Multilateral trading facility BATS Europe’s retention in October of the FTSE 100 market share it won with its September price promotion may indicate that inverting fees can generate liquidity on a sustained basis, but it also suggests the continued growth of high-frequency trading in London.
According to its own figures, BATS Europe’s market share of trading in the UK’s FTSE 100 large-cap index for October was 8.05%, up from 7.21% in September and 4.11% in August. The firm’s ‘inverted’ price promotion, which rebated liquidity posters 0.40 basis points and charged liquidity takers 0.20 bps, ended on 30 September.
BATS has a history of growing market share in the US with inverted pricing, but critics have argued that such promotions only temporarily generate increased liquidity from high-frequency market makers, which then disappears once the promotion ends. However, some market participants point out that price promotions can have a more long-term effect if they are successful in attracting both traditional and market making flow.
“Credit Suisse does not route down to BATS or any other venue on our clients’ behalf just because their fees are more attractive this month than last month. However, if you change the pricing and attract more market makers onto your platform, they are likely to turn on more flow and make keener prices, which means that the smart order routing flow should follow,” George Andreadis, head of AES liquidity strategy, Europe at Credit Suisse, told theTRADEnews.com. “It makes sense for the liquidity providers to continue trading on the platform even after the execution cost reverts if their models still work on the increased liquidity that is attracted to the platform.”
Price promotions can also push previously undecided firms to connect to a particular venue, according to Steve Grob, director of strategy at trading technology firm Fidessa. “Once connected, they are likely to trade on the venue even when the price promotion is removed,” he said.
A promotion can also result in lasting liquidity if it helps a venue achieve critical mass. “Once a venue reaches a certain volume threshold, more and more brokers feel they need to include it in their best execution policies,” said Grob.
However, pricing promotions are only part of the picture, according to Randy Williams, vice president of US sales and global communications at BATS Global Markets, BATS Europe’s parent firm. “We find pricing promotions can be very effective, but they aren’t going to work unless your technology performs well, your platform is consistent and you listen to what your customers have to say,” he said.
BATS Europe’s recent prowess in FTSE 100 stocks may also indicate that high-frequency traders are taking an increasing interest in liquid UK stocks, prompting a shift in trading from the more expensive London Stock Exchange to the cheaper MTFs. Estimates of high-frequency trading in London vary between 40-50% of total equity volumes.
While the LSE’s market share of displayed order book trading in FTSE 100 stocks trading slid to 58.1% in October from 64.2% in August, according to figures from data vendor Thomson Reuters, Chi-X Europe’s grew to 20.3% from 19.4% and Nasdaq OMX Europe’s increased to 1.8% from 1.2%. The only exception was Turquoise, whose FTSE 100 market share fell to 5.6% from 7.6% over the same period. Thomson Reuters, which bases its figures on a slightly different data set to BATS, reports that the venue traded 7.6% of the FTSE 100 in October, up from 4.1% in August.
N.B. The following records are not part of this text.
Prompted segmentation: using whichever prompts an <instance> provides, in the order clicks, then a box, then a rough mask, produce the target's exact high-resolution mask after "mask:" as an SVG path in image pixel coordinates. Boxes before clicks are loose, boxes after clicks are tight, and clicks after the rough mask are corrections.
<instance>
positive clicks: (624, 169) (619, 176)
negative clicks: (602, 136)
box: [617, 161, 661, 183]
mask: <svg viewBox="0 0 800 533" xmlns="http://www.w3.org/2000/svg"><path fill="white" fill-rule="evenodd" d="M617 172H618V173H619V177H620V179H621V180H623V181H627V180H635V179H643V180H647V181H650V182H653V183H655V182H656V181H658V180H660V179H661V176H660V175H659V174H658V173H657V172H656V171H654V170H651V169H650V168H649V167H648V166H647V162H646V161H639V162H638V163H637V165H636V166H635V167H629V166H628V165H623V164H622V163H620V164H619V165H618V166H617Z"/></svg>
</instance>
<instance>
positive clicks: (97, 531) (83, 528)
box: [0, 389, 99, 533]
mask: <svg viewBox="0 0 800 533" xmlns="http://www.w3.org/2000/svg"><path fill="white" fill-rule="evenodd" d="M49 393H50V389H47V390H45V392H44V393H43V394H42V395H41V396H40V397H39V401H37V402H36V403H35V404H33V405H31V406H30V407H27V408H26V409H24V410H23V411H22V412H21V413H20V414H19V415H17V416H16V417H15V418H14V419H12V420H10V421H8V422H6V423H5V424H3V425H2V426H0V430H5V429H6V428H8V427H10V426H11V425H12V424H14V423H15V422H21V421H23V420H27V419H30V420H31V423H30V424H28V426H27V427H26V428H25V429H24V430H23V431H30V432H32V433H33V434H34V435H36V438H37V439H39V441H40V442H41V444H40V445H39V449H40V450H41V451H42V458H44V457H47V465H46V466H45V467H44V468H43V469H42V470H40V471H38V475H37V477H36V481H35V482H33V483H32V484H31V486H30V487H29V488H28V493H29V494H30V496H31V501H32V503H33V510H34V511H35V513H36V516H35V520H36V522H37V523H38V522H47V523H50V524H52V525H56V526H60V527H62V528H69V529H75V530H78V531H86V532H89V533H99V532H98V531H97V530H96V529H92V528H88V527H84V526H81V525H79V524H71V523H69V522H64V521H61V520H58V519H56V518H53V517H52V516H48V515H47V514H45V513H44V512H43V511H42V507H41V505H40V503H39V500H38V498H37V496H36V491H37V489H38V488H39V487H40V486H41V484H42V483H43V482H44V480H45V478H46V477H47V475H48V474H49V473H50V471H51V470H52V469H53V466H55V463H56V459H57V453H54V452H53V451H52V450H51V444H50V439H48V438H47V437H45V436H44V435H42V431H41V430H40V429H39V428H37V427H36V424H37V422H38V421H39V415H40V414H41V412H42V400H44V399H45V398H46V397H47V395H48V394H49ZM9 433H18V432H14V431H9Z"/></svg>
“We may be starting to see an increase of high-frequency trading activity in Europe which is focusing more on the MTFs and more in London because to them that is the most familiar market after the US,” said Brian Schwieger, director of EMEA execution services, Bank of America Merrill Lynch. “The high-frequency players have been extending their models and volumes are picking up again. This is the sort of environment where you start to see them become more active.”
Several high-frequency firms that traded on BATS in the US followed the company to Europe in the hope of replicating their strategies in a new market. Williams says UK stocks are popular with high-frequency traders because of existing high liquidity levels. “Over time we think you will see the same growth in the MTFs in the other European indices as well,” he said.
But while price promotions and other fee structure changes are likely to continue as MTFs battle for market share, price is not the only competitive differentiator. “While there are differences at the margins between MTFs’ pricing, that is not what the customer base is talking to us about,” says Mark Howarth, CEO of Chi-X Europe. “The conversation is around innovation, liquidity provision and service.”